For example, if I have a list of variants like this:
Gene_ID Transcript Coding Amino_Acid_Change
TP53 NM_000546 c.G830T p.C277F
TP53 NM_001126112 c.G830T p.C277F
TP53 NM_001126113 c.G830T p.C277F
TP53 NM_001126114 c.G830T p.C277F
TP53 NM_001126115 c.G434T p.C145F
TP53 NM_001126116 c.G434T p.C145F
TP53 NM_001126117 c.G434T p.C145F
TP53 NM_001126118 c.G713T p.C238F
How could you figure out which of the transcripts is the canonical transcript?

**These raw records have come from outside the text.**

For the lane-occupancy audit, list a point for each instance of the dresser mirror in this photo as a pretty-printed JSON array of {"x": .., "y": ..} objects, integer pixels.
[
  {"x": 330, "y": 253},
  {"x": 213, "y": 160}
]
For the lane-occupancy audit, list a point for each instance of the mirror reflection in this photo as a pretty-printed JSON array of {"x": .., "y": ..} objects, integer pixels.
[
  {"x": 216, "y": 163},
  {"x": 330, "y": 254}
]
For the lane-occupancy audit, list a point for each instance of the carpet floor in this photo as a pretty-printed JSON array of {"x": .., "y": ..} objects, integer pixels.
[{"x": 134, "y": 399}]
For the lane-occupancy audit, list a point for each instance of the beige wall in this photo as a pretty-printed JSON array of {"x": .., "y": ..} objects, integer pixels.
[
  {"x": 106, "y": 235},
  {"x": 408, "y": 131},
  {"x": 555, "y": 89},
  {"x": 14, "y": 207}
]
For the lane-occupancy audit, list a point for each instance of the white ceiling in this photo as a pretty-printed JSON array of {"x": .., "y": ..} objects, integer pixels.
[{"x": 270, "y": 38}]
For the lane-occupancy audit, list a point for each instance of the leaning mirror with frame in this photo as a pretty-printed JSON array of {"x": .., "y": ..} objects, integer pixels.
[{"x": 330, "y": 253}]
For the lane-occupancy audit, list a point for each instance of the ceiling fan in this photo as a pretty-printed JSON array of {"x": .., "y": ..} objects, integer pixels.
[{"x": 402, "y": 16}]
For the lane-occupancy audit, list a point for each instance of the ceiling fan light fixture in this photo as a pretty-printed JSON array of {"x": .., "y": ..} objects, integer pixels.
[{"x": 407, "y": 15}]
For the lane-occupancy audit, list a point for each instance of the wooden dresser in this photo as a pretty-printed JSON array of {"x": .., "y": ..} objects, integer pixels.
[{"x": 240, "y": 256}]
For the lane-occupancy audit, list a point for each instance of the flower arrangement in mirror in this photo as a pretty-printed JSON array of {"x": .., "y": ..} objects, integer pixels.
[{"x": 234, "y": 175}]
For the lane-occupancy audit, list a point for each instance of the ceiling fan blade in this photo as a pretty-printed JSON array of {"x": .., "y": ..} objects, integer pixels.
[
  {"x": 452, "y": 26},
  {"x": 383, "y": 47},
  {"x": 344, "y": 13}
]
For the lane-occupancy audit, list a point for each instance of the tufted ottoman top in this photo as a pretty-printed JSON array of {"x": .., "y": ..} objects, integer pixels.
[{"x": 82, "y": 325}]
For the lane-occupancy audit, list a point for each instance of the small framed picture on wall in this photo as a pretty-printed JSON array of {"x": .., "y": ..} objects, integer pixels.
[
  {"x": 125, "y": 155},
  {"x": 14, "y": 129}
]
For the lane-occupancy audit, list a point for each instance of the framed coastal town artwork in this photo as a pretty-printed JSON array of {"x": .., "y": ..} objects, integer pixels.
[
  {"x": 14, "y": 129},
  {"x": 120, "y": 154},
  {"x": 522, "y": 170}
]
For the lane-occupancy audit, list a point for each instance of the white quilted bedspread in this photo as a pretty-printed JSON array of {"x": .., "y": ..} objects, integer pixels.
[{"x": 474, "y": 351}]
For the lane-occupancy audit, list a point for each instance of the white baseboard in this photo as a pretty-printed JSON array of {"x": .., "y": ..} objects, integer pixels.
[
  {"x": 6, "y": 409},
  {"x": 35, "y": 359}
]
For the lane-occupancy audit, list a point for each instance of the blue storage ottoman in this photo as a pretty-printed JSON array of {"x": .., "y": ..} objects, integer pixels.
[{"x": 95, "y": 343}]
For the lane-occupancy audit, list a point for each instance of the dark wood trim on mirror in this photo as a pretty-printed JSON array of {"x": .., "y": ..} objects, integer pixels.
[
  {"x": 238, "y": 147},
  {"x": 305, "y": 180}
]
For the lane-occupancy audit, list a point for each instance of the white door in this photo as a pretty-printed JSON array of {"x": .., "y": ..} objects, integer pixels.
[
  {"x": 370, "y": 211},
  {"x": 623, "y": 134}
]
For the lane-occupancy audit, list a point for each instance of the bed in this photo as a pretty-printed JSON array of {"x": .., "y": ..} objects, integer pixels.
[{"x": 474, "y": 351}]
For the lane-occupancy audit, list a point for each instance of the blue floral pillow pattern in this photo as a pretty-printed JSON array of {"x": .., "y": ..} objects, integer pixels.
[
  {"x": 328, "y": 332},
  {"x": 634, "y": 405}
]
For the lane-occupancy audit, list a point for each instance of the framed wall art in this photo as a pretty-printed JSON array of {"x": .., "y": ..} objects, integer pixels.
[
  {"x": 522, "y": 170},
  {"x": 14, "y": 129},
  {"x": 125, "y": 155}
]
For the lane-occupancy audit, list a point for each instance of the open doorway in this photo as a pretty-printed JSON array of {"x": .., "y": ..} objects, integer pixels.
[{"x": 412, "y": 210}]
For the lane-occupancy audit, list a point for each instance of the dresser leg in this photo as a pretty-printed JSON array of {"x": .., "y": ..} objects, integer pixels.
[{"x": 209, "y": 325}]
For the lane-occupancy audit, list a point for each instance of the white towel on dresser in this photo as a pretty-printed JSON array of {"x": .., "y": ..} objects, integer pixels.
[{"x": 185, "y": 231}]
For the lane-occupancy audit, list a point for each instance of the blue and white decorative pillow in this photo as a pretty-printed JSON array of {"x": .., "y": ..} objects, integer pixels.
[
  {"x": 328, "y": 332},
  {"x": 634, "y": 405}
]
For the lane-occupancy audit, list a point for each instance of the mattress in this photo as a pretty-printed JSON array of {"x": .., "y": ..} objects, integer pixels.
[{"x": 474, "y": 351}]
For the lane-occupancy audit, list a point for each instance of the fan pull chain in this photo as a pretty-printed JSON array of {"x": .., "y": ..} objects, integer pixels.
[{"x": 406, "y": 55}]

Supposedly, transcripts are listed in places like UCSC, RefSeq, and Ensembl. But I have gone through each of these and have not been able to find anything that resembles the information I've listed above (ANNOVAR RefGene annotation output). The closest I've come is the UCSC Table Browser returning 'knownCanonical' for UCSC genes, but this is in a BED-style output with identifiers that do not resemble my given data. ANNOVAR's own documentation says that it does not support any differential reporting for canonical transcripts.
yes that is the same information I got from UCSC previously, however its records are in this format:
chr19 58310448 58326933 49943 uc284pmy.1 ENSG00000283103.1
I am not sure how to rectify this with the format I have from ANNOVAR RefGene output
This thread uses table browser to get related ids for all canonical transcripts. http://redmine.soe.ucsc.edu/forum/index.php?t=tree&th=7602&mid=19939&S=f6391396b0b0a7bcd539e058e8edc96b&rev=&reveal=
Looks like that page no longer exists...
However it looks like the script I wrote to implement the the cross-referencing described there is still listed here. The gist of it is to match the ID's in knownCanonical.txt against the ones in kgXref.txt. I believe there is also a saved copy of the output in the GitHub repo at that script location as well.